Als de zoekende rede opzij wordt gezet, zal de innige liefde uitgroeien tot kennis
De Gulden Brief is een belangrijk geschrift uit de hoogtijdagen van de christelijke mystiek. De auteur was afkomstig uit de omgeving van Luik en hij wordt daarom wel de eerste mysticus uit de Lage Landen genoemd. Willem werd monnik in de buurt van Reims. Daar werd hij tot abt gekozen van het klooster St. Thierry. Het klooster stond in de benedictijnse traditie. Hij was dus een ‘zwarte monnik’. Maar hij raakte bevriend met Bernard, de jonge cisterciënzer abt van Clairvaux, de beroemdste geestelijke van zijn tijd. Toen deze een studieverlof had bestudeerden ze samen een commentaar op het bijbelboek Hooglied van de oosterse kerkvader Chrysostomos. De mystieke interpretatie van dit bijbelboek was in deze tijd erg populair en beide droegen er met belangrijke publicaties aan bij. Samen waren ze ook tegenstander van de theoloog Abelardus – beroemd vanwege zijn affaire met Heloïse. En uit verlangen naar meer afzondering stapte hij zelf ook over naar een cisterciënzer klooster, dat van Signy in de Ardennen.
Voor de novicen van een nieuw klooster van de karthuizen schreef hij in 1144 De Gulden Brief. Het is een handleiding voor het monnikenleven en het zou de belangrijkste middeleeuwse synthese van monastieke theologie worden. Willem sloeg bruggen tussen theologie van het oosten en van het westen en tussen verschillende opvattingen over spiritueel leven in de diverse kloostertradities. Hij verdeelde het geestelijk leven in drie fasen of stadia. Het leven van de beginnelingen op de geestelijke weg noemt hij animaal of lijfelijk. De gevorderden leven bewust, ‘rationeel’. De volmaakten spiritueel. Maar de stadia lopen ook door elkaar heen. De discipline die de beginneling leert blijft levenslang de basis. De brief neemt al deze disciplines door. De handarbeid en de meditatieve tekstlezing, het gebed en de gehoorzaamheid, de strijd tegen de begeertes van lichaam en geest. Zo kan vervolgens het bewustzijn groeien, het leven met aandacht. De geest opent zich naar God. De liefdevolle hechting aan de wil van God kan tot stand komen, de eenwording met de liefde. Zo wordt het klooster schola caritatis, leerschool van liefde. En deze caritas is bij Willem genieten: God genieten! En dat is genade. Het is de Heilige Geest die in ons werkt.

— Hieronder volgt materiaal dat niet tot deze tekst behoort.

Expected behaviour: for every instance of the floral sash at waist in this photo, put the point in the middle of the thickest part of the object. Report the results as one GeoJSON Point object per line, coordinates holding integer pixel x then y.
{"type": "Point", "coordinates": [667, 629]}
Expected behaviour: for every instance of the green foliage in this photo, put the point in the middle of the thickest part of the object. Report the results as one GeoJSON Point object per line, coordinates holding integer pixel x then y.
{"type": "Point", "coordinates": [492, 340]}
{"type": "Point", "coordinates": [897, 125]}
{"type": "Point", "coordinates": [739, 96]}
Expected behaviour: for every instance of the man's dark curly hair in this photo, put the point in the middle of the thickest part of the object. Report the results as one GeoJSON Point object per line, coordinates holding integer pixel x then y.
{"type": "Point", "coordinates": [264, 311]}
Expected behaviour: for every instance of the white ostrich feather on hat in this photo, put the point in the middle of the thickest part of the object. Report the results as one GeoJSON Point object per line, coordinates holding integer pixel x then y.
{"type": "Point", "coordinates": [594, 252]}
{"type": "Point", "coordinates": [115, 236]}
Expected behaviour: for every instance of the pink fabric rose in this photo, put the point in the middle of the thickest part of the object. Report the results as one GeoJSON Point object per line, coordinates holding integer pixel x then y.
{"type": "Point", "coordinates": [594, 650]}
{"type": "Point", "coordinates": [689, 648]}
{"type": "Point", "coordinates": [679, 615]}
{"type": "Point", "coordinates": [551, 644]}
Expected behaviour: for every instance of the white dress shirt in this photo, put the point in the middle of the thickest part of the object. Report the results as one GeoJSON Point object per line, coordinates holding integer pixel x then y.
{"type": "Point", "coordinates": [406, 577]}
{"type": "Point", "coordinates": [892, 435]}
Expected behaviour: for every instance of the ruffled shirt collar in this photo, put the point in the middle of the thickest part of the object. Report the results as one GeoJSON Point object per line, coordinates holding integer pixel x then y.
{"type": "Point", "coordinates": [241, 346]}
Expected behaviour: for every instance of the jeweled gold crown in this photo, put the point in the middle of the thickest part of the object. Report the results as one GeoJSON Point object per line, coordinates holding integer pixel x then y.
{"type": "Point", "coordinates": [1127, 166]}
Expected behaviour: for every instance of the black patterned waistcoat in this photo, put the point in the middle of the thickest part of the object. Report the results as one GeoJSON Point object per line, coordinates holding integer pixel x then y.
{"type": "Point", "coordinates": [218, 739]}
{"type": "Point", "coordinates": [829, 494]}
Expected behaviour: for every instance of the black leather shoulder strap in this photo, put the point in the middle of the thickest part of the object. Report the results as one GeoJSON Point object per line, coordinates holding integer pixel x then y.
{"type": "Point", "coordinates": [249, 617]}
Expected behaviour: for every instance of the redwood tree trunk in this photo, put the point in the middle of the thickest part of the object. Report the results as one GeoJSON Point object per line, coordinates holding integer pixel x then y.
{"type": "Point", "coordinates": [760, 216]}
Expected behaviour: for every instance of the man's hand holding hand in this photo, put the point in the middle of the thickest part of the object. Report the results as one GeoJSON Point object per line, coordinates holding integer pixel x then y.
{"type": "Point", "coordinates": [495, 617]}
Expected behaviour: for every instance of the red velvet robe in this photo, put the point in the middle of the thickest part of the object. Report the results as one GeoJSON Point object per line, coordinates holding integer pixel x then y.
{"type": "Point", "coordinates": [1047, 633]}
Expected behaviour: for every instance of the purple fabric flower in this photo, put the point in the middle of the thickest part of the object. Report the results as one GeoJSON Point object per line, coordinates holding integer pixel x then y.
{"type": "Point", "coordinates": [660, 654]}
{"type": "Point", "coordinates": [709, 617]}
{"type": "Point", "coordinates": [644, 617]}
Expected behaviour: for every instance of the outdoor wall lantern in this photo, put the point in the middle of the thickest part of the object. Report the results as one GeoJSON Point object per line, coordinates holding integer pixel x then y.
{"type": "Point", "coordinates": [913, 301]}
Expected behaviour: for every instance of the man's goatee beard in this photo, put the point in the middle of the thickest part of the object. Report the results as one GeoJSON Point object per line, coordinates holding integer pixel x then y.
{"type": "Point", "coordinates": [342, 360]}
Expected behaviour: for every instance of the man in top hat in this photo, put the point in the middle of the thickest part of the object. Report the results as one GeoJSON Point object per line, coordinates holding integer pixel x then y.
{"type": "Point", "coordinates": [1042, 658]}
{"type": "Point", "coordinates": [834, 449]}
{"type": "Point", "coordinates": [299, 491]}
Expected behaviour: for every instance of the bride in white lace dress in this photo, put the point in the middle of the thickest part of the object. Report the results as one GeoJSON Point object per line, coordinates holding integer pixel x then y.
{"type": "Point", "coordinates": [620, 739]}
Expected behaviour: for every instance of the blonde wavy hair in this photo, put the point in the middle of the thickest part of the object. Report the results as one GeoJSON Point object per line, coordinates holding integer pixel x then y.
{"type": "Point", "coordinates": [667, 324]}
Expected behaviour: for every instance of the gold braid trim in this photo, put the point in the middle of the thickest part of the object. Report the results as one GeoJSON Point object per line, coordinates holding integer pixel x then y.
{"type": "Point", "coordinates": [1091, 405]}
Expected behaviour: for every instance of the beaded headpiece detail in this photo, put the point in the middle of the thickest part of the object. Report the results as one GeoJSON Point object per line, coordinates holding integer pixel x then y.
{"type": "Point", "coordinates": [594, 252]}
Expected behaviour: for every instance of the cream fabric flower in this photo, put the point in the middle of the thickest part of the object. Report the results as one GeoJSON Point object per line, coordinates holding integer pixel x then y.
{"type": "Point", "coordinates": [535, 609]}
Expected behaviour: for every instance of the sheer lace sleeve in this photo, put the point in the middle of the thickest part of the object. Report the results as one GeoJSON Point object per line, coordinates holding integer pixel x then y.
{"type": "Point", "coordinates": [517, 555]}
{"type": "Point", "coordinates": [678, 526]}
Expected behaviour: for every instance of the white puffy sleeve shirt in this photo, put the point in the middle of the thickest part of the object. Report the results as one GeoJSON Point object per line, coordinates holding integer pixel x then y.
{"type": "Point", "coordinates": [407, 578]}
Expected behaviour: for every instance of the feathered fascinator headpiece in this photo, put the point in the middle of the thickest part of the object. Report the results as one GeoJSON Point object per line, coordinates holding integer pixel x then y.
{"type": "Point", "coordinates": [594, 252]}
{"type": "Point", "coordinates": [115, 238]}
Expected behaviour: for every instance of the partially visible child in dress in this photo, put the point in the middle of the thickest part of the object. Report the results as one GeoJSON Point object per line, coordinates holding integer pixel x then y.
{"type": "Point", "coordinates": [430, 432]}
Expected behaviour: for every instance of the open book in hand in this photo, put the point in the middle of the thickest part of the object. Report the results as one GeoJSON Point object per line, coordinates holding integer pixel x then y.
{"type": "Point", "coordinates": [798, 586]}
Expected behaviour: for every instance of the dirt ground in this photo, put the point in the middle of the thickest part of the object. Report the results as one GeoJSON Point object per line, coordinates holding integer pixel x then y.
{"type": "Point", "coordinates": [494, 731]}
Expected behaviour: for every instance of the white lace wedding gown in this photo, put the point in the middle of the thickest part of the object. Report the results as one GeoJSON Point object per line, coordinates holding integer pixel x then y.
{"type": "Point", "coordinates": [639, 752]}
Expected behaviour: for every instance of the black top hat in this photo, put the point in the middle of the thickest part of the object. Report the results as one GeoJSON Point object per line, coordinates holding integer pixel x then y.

Dit is andere theologische koek dan ‘God bestaat niet’. Ubi caritas, ibi deus est. Waar liefde is, is God. Het christelijke denken over de mogelijkheden om tot vervulling met goddelijke liefde te komen raakte in de twaalfde eeuw in een stroomversnelling. Vervangen we het woord liefde door ‘compassie’ en laten we tot ons doordringen hoe fragmentarisch die vaak blijft, terwijl ons lastige kind, onze kwetsbare hoogbejaarden, onze vluchtelingen die zo hard nodig hebben: dan is duidelijk dat die oude mystici maar lef hadden door zo hoog op te geven van de mogelijkheden om met liefde vervulde mensen te worden.